De eerste cd brengt werken van de componist waarmee Gould echt groot geworden is: Johann Sebastian Bach. Goulds puntige, hevige 'Goldbergvariaties' vormen voor jonge mensen nog steeds dikwijls de springplank naar een verdere verdieping in klassieke muziek. De live-uitvoering die Gould van dit werk gaf in Vancouver, biedt echter geen meerwaarde boven de nog steeds beschikbare studio-editie bij Sony. Ook de klavierconcerti aan de zijde van twee kleinere orkesten, maken deze eerste cd niet echt de moeite waard. Interessant is wel het volgende schijfje, waarop Gould heel extrovert het vijfde Brandenburgse concerto brengt, naast een pianosonate van Haydn en een prachtig pianoconcerto met de New York Philharmonic en dirigent Leonard Bernstein. Hoewel gekend is dat Bernstein zich ooit tegenover het publiek (voor aanvang van een concert met de pianist) distantieerde van Goulds interpretatie (die niet strookte met zijn eigen visie), verloopt de samenwerking hier vlot en stelt Bernstein zich heel communicatief op tegenover zowel solist als orkest.

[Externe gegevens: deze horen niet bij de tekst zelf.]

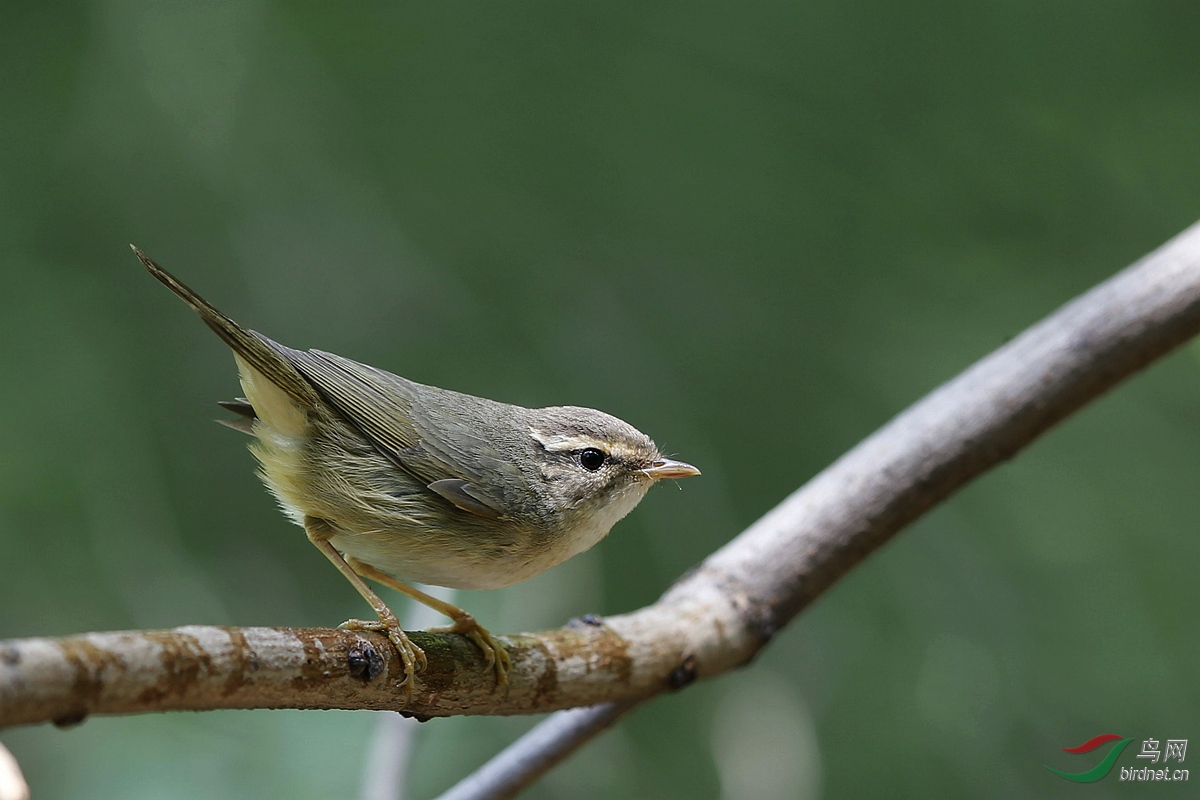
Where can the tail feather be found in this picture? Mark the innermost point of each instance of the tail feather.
(256, 349)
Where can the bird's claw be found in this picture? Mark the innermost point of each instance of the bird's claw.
(495, 654)
(411, 656)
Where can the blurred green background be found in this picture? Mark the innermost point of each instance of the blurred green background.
(754, 230)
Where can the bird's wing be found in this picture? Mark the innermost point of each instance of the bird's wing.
(430, 432)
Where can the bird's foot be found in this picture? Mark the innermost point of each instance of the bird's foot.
(493, 651)
(411, 656)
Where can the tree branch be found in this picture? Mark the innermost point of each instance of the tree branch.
(713, 619)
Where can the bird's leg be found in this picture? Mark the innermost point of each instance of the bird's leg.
(412, 656)
(463, 623)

De derde cd is integraal aan Beethoven gewijd, met een mooie afwisseling van een pianoconcerto (verrassend genoeg het relatief weinig gespeelde tweede), een cellosonate (met de inmiddels bijna vergeten Leonard Rose) het pianotrio 'Ghost' opus 70. Ook de 30e pianosonate en een meeslepende versie van het vijfde pianoconcerto (het welbekende 'Emperor'-concerto) zijn te horen op de volgende cd, naast een concertstuk voor piano en orkest van Carl Maria von Weber. Brahms, een belangrijk stokpaardje van Gould, is te horen op cd vijf, maar de geluidskwaliteit is niet goed genoeg om dit eerste pianoconcerto echt genietbaar te maken. Met Schönbergs 'Pianoconcerto opus 42' lukt dat beter, maar ook van dit werk zijn tegenwoordig betere versies te vinden. Tot slot gooit deze chronologisch opgebouwde cd-box zich volledig in de 20e eeuw, met respectievelijk Schönberg (in drie bekoorlijke 'Klavierstücke' alsook in het bijtende '15 Gedichte aus "Das Buch der hängenden Gärten" von Stefan George' en de beklijvende 'Suite für Klavier'), Webern ('Variaties, opus 27') en Krenek (pianosonate). De exclusiviteit van dit laatste repertoire maakt deze zesde cd zeker interessant, maar niet in die mate dat ze een aanschaf van de hele opname noodzakelijk maakt.
Zoals gezegd is 'Glenn Gould in Concert, 1951-1960' dus vooral bedoeld voor diegenen die alles van Gould verzamelen. Muziekliefhebbers in het algemeen kunnen zich beperken tot meer recente en beter opgenomen cd's met dezelfde muziek.